Finally, I realized my natural tendency to gravitate toward a plain vanilla world, full of people who acted and reacted and worshipped exactly like me, was just another way I was trying to make God into my own image. God is a God of bright, vibrant color! God is a God of creativity, of beauty, of all that is unique and wonderful and different. “For since the creation of the world God’s invisible qualities—his eternal power and divine nature—have been clearly seen, being understood from what has been made,” (Romans 1:20). All of creation shows us how infinitely diverse our God is. Why would I expect Him to reach out to each and every person the way He reaches out to me? And once again, I grew.
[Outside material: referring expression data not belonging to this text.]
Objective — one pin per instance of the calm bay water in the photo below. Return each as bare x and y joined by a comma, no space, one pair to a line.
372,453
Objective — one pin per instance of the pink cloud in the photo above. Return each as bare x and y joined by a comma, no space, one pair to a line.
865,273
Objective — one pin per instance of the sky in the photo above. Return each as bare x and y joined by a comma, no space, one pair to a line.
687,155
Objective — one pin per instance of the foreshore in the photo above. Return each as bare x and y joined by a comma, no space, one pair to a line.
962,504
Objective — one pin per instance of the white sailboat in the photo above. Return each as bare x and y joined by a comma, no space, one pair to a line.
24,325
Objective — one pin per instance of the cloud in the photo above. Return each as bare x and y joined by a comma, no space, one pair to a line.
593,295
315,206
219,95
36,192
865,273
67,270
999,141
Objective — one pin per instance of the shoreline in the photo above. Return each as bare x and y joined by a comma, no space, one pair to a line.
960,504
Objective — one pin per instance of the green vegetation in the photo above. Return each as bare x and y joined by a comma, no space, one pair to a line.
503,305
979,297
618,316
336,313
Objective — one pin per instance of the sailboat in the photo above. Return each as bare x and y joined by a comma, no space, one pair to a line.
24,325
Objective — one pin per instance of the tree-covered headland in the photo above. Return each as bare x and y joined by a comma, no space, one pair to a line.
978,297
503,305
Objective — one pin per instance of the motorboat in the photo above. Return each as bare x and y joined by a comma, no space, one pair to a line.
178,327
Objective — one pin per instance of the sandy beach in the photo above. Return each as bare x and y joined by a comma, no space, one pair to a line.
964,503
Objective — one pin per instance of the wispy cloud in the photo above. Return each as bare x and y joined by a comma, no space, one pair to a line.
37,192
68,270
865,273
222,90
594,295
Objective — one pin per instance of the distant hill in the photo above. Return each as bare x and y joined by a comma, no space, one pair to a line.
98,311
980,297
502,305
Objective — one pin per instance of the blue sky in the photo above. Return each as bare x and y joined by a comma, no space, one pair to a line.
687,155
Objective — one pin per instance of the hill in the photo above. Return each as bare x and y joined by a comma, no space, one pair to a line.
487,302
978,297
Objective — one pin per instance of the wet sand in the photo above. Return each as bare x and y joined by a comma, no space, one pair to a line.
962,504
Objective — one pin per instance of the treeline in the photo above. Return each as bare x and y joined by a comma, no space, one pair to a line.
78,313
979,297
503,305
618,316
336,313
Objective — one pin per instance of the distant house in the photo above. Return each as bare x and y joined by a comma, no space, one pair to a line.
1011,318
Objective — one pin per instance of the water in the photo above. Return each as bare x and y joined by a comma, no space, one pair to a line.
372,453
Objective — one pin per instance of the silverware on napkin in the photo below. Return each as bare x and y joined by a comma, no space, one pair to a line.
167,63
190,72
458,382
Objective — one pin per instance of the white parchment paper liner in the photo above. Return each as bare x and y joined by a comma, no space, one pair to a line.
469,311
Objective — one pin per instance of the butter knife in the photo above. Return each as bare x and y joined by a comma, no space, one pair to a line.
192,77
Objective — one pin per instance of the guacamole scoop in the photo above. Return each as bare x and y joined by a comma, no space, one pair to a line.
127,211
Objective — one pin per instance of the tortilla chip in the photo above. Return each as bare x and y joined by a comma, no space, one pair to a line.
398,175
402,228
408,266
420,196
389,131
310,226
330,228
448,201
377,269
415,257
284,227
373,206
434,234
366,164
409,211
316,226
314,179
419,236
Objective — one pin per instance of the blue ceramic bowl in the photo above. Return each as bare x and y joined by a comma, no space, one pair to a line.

Since then, I have learned to look for God’s beauty in many, many places. I see it in the weathered hand of an old woman, gently stroking the tender cheek of a grandchild. I see it in the different ways I watch people worship God, some with a solemn formality and some with reckless abandon, and I know God smiles. I see it in the midst of my mistakes, as God has shown me my best lessons have come from that hot furnace of challenge which has purified and refined me into a woman who has found peace and happiness and joy, even when such things shouldn’t exist.

I am sure I will have more heartfelt moments moving forward where God steps in my path and reminds me His ways are not my ways. Times where He shows me He is so much more, so much greater, so much more complex and subtle and powerful and real than the tiny little “God box” I have a tendency to want to try to fit Him into. The difference is now I search for them because I know – I will grow.

For Further Thought: “Now we see a reflection in a mirror; then we will see face-to-face. Now I know partially, but then I will know completely in the same way that I have been completely known,” (I Corinthians 13:12). The Bible makes it clear we will never completely understand God while we are on this earth. Still, there is such value in learning more and more about who He is! Do you find yourself trying to fit God into your box of who you think He should be? It’s so easy to do! This week, consider praying for God to broaden your understanding and perceptions of how He can work in your life.